A noun is the name of a person, place or thing. Examples are: boy, girl, tree, apple, computer, India, mother, father, Raju, river, breeze, heat, country etc.
A noun can be the subject or object of a verb.
Some nouns have plural forms. These are called countable nouns. Example are: apple, boy, book, car, flower, country, student etc.
Most singular nouns form their plurals by adding –s to the singular.
- Apple –> apples
- Boy –> boys
- Girl –> girls
- Book –> books
- Flower –> flowers
- Student –> students
Some singular nouns form their plurals by adding –es to the singular.
- Fox –> foxes
- Box –> boxes
- Mango –> mangoes
- Tomato –> tomatoes
Some nouns form their plurals irregularly.
- Man –> men
- Woman –> women
- Child –> children
- Foot –> feet
- Tooth –> teeth
We can use numbers and the definite articles a/an with countable nouns. We can, for example, say an apple or two apples. A singular countable noun always has an article or another determiner with it. We say a book, my book, the book, this book or that book, but not just book.
Some nouns do not have plural forms. In grammars, these nouns are uncountable nouns.
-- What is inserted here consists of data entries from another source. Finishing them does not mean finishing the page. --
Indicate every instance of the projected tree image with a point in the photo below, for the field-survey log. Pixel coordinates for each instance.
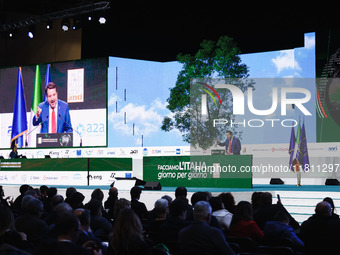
(214, 60)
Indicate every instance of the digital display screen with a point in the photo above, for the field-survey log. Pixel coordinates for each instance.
(82, 87)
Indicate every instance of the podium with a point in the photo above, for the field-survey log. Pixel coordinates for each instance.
(55, 140)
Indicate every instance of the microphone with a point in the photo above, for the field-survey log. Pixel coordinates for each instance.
(81, 140)
(39, 125)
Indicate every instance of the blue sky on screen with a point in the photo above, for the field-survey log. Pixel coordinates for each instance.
(147, 86)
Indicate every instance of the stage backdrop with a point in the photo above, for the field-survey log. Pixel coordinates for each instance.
(64, 171)
(199, 171)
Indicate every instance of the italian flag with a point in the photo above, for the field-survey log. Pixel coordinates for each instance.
(36, 99)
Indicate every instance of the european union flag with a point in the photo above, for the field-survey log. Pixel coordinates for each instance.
(302, 152)
(19, 124)
(291, 148)
(47, 79)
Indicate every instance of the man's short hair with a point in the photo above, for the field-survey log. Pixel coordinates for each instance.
(51, 85)
(202, 210)
(181, 192)
(135, 192)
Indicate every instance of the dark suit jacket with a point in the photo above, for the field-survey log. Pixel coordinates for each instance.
(139, 208)
(67, 248)
(235, 145)
(321, 235)
(200, 238)
(63, 111)
(36, 229)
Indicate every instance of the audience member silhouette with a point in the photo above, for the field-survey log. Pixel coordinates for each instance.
(199, 237)
(100, 226)
(321, 232)
(128, 235)
(222, 215)
(242, 223)
(266, 211)
(109, 204)
(69, 192)
(279, 228)
(168, 232)
(138, 207)
(228, 201)
(331, 202)
(30, 222)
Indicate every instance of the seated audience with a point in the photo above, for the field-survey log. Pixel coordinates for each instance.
(242, 223)
(138, 207)
(69, 192)
(228, 201)
(266, 211)
(30, 222)
(202, 196)
(85, 233)
(168, 232)
(100, 226)
(8, 234)
(222, 215)
(16, 207)
(128, 236)
(109, 204)
(199, 237)
(331, 202)
(279, 228)
(162, 211)
(4, 201)
(321, 232)
(76, 200)
(67, 229)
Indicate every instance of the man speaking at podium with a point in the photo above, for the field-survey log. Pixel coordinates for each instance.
(53, 114)
(232, 144)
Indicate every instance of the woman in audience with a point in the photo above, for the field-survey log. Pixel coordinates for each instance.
(243, 224)
(222, 215)
(161, 211)
(100, 226)
(128, 235)
(330, 201)
(8, 234)
(228, 201)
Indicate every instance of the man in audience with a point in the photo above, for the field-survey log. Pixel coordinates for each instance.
(321, 232)
(138, 207)
(100, 226)
(67, 229)
(109, 204)
(176, 221)
(16, 207)
(199, 237)
(266, 211)
(30, 223)
(279, 228)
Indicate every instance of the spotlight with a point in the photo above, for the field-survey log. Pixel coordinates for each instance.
(49, 25)
(65, 24)
(76, 24)
(11, 34)
(31, 32)
(102, 20)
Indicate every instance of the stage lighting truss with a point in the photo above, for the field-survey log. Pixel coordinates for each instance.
(102, 20)
(76, 24)
(31, 32)
(68, 13)
(49, 25)
(65, 24)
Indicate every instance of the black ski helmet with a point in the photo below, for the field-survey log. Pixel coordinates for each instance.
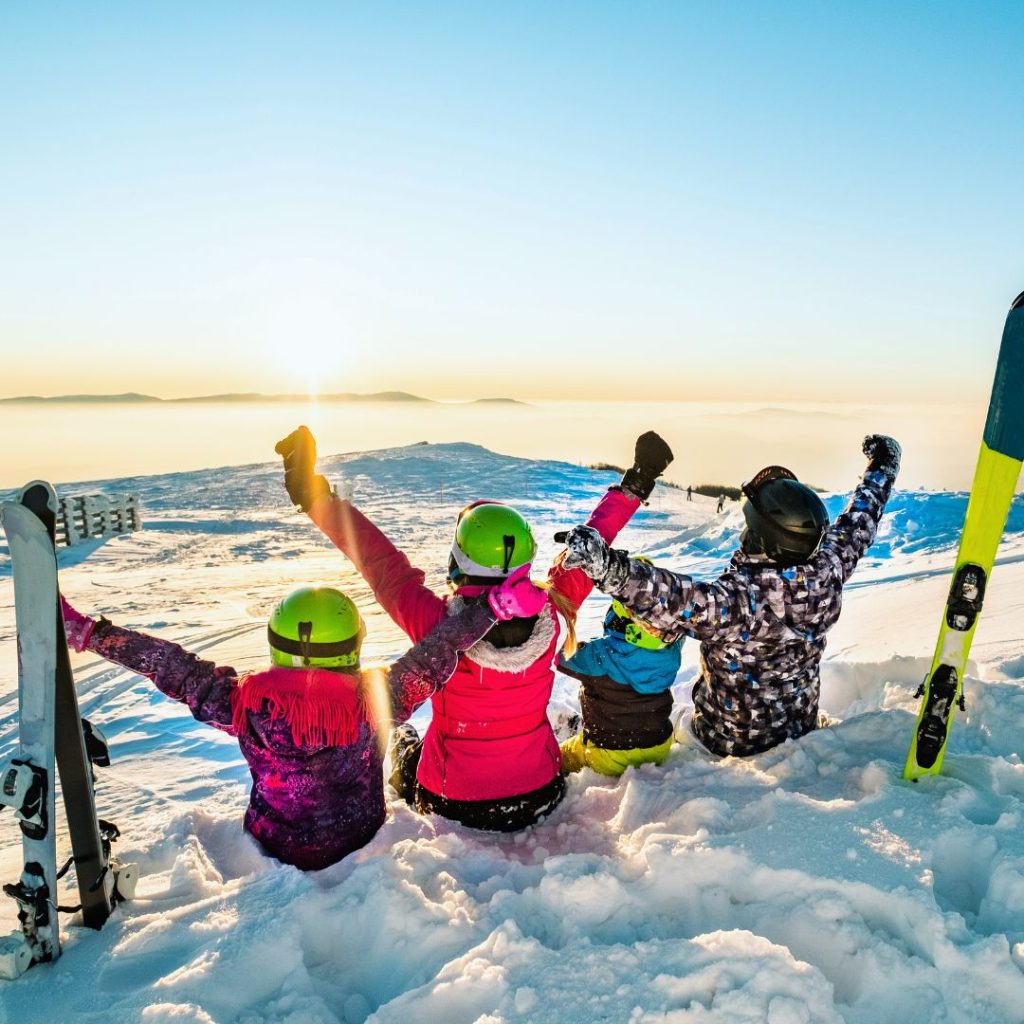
(785, 519)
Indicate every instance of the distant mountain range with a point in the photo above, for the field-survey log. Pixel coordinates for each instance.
(133, 397)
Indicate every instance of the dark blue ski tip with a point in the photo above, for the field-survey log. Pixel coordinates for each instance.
(39, 497)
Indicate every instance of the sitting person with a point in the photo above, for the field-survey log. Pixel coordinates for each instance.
(625, 696)
(488, 759)
(308, 724)
(763, 623)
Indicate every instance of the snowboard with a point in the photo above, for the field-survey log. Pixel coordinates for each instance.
(991, 494)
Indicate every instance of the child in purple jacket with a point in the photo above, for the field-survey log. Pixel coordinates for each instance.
(309, 725)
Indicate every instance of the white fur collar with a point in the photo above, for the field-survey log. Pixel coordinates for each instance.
(510, 658)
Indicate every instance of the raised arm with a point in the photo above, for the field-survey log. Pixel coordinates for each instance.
(396, 585)
(853, 532)
(205, 687)
(652, 456)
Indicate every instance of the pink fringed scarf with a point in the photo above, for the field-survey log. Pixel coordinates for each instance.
(323, 709)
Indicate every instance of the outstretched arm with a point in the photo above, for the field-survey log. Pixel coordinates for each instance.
(205, 687)
(853, 532)
(671, 603)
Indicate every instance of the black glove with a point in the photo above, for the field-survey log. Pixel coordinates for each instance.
(651, 459)
(883, 454)
(299, 452)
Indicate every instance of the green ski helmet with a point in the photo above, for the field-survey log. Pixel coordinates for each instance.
(620, 621)
(315, 627)
(491, 540)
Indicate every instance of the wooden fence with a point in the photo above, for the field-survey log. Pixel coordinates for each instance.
(85, 517)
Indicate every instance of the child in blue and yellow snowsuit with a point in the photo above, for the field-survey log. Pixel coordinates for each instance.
(625, 696)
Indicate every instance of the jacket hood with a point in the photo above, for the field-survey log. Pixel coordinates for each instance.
(612, 656)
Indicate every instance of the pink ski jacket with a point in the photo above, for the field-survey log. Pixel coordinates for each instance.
(489, 737)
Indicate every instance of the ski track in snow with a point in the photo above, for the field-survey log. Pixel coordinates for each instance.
(809, 884)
Uncountable nouns are the names of materials, liquids, abstract ideas, collections and other things which we do not see as separate object. Examples are: water, oil, petrol, air, gas, weather, wool, rice, milk, sand etc.
We cannot use numbers or the article a/an with uncountable nouns. We say weather, not a weather or two weathers.
Most uncountable nouns are followed by singular verbs. However, there are some exceptions to this rule. Some nouns which are uncountable in English have plural countable forms in many languages.